Optimal spectral transportation with application to music transcription

Part of Advances in Neural Information Processing Systems 29 (NIPS 2016)

Bibtex Metadata Paper Reviews Supplemental


Rémi Flamary, Cédric Févotte, Nicolas Courty, Valentin Emiya


Many spectral unmixing methods rely on the non-negative decomposition of spectral data onto a dictionary of spectral templates. In particular, state-of-the-art music transcription systems decompose the spectrogram of the input signal onto a dictionary of representative note spectra. The typical measures of fit used to quantify the adequacy of the decomposition compare the data and template entries frequency-wise.
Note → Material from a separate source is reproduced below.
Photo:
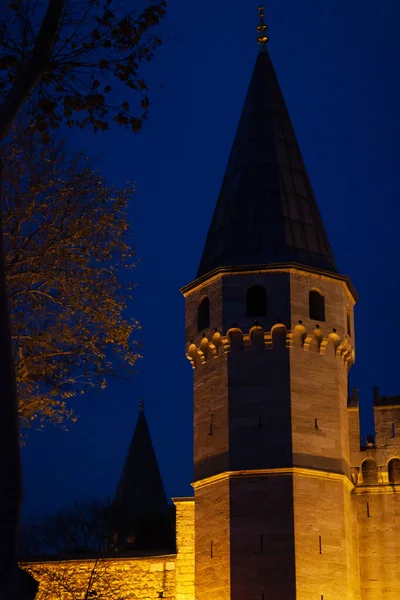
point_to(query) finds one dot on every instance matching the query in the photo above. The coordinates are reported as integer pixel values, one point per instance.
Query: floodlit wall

As such, small displacements of energy from a frequency bin to another as well as variations of timber can disproportionally harm the fit. We address these issues by means of optimal transportation and propose a new measure of fit that treats the frequency distributions of energy holistically as opposed to frequency-wise. Building on the harmonic nature of sound, the new measure is invariant to shifts of energy to harmonically-related frequencies, as well as to small and local displacements of energy. Equipped with this new measure of fit, the dictionary of note templates can be considerably simplified to a set of Dirac vectors located at the target fundamental frequencies (musical pitch values). This in turns gives ground to a very fast and simple decomposition algorithm that achieves state-of-the-art performance on real musical data.